Here’s a quick run showing how to fit Coale’s model of marital
fertility using Poisson regression. This is the original example in
Brostrom (1985), Demography, 22:625-631. File brostrom.dat
in the datasets section has the births, exposure, and the five-year
standards na and va in comma-separated
format.
. clear . import delimited using https://grodri.github.io/datasets/brostrom.dat, clear (encoding automatically selected: ISO-8859-9) (5 vars, 6 obs)
> br <- read.csv("https://grodri.github.io/datasets/brostrom.dat", header=TRUE)
We treat births as Poisson and the log of exposure time times natural fertility as an offset:
. gen os = log(expo * na)
. poisson births va, offset(os)
Iteration 0: log likelihood = -22.290463
Iteration 1: log likelihood = -19.308136
Iteration 2: log likelihood = -19.303228
Iteration 3: log likelihood = -19.303228
Poisson regression Number of obs = 6
LR chi2(1) = 19.05
Prob > chi2 = 0.0000
Log likelihood = -19.303228 Pseudo R2 = 0.3304
─────────────┬────────────────────────────────────────────────────────────────
births │ Coefficient Std. err. z P>|z| [95% conf. interval]

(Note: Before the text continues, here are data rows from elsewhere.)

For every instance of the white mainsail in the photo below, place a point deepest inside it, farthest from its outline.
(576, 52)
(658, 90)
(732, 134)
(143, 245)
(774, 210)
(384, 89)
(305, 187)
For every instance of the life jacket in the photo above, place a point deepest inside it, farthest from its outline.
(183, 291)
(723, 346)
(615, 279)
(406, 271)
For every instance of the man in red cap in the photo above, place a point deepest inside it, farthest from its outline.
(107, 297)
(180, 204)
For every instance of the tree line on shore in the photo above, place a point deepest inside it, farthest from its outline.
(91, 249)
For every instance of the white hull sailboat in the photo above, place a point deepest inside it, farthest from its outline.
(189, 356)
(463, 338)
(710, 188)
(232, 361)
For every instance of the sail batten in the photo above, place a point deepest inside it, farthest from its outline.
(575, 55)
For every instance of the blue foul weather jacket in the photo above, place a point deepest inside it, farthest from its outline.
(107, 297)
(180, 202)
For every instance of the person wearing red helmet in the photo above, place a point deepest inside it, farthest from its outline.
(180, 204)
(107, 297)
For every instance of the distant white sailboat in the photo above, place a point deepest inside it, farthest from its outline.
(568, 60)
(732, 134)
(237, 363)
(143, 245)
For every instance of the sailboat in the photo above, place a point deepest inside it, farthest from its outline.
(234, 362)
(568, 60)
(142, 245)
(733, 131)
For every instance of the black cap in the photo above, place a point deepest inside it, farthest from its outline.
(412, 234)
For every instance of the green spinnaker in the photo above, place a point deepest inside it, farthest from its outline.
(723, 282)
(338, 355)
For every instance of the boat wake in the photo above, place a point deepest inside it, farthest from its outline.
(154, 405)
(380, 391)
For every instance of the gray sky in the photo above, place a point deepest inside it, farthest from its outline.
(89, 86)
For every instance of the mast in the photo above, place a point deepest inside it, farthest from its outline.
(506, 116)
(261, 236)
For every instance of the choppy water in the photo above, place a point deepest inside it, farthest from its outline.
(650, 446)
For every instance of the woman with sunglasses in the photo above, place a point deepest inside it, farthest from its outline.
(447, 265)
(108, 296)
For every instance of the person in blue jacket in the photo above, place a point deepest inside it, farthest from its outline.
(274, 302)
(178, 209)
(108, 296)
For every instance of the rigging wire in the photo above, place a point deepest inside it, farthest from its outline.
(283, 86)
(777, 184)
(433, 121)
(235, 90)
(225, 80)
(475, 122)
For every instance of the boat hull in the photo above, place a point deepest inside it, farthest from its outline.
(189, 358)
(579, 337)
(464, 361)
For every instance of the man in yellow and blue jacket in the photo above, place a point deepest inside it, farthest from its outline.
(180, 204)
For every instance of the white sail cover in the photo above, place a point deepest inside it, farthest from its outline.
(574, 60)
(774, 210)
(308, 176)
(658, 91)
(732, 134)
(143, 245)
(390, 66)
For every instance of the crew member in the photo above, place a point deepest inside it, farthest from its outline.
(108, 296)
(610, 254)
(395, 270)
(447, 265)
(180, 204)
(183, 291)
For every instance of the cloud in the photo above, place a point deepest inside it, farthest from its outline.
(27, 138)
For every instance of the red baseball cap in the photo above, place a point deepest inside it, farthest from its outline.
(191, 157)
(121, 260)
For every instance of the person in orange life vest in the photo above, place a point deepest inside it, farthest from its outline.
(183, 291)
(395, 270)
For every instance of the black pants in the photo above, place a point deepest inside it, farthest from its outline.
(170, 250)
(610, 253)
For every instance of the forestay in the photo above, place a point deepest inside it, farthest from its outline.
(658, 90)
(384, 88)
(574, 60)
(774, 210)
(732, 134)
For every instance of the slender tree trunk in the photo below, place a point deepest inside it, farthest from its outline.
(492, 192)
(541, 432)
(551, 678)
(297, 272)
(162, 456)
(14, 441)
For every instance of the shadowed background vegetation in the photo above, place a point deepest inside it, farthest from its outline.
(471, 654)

─────────────┼────────────────────────────────────────────────────────────────
va │ .3584115 .0827943 4.33 0.000 .1961376 .5206854
_cons │ -.0274852 .0599075 -0.46 0.646 -.1449018 .0899315
os │ 1 (offset)
─────────────┴────────────────────────────────────────────────────────────────
> pr <- glm(births ~ va + offset(log(exposure * na)), data=br, family=poisson)
> pr
Call: glm(formula = births ~ va + offset(log(exposure * na)), family = poisson,
data = br)
Coefficients:
(Intercept) va
-0.02749 0.35841
Degrees of Freedom: 5 Total (i.e. Null); 4 Residual
Null Deviance: 20.19
Residual Deviance: 1.146 AIC: 42.61
We find that log M = -0.027 (so M = 0.973) and m = 0.358, indicating substantial control of fertility. Brostrom obtained log M = -0.026 and m = 0.361 using GLIM. Stata and R usually go an extra iteration.
To check model fit we can compare observed and fitted rates or use a formal chi-squared test:
. estat gof
Deviance goodness-of-fit = 1.146498
Prob > chi2(4) = 0.8868
Pearson goodness-of-fit = 1.133861
Prob > chi2(4) = 0.8889
. gen am = age + 2.5
. gen obs = births/expo
. predict fv
(option n assumed; predicted number of events)
. gen fit = fv/expo
. scatter obs am || line fit am, title(Brostrom's Example) ///
> legend(off) xtitle(age) ytitle(marital fertility)
. graph export brostrom.png, width(500) replace
file brostrom.png saved as PNG format

> library(dplyr)
> library(ggplot2)
> br <- mutate(br, obs = births/exposure, fit = fitted(pr)/exposure)
> ggplot(br, aes(age, obs)) + geom_point() + geom_line(aes(age,fit))
> ggsave("brostromr.png", width=500/72, height=400/72, dpi=72)

The model fits pretty well, although it slightly overestimates fertility in the youngest age group, 20-24. For comparison, here are the estimates one would obtain using OLS as in the textbook (page 206).
. gen y = log(obs/na)
. reg y va, noheader
─────────────┬────────────────────────────────────────────────────────────────
y │ Coefficient Std. err. t P>|t| [95% conf. interval]
─────────────┼────────────────────────────────────────────────────────────────
va │ .3930404 .0391997 10.03 0.001 .2842045 .5018764
_cons │ -.0288292 .0404857 -0.71 0.516 -.1412356 .0835772
─────────────┴────────────────────────────────────────────────────────────────
> lm(log(obs/na) ~ va, data=br) Call: lm(formula = log(obs/na) ~ va, data = br) Coefficients: (Intercept) va -0.02883 0.39304
The results are similar, with logM = -0.29 and m = 0.393.
A useful diagnostic plot is log(f(a)/n(a)) versus v(a); under the model that relationship should be a straight line, which is then estimated by OLS or Poisson maximum likelihood. For an example see Box 9.3 in the textbook.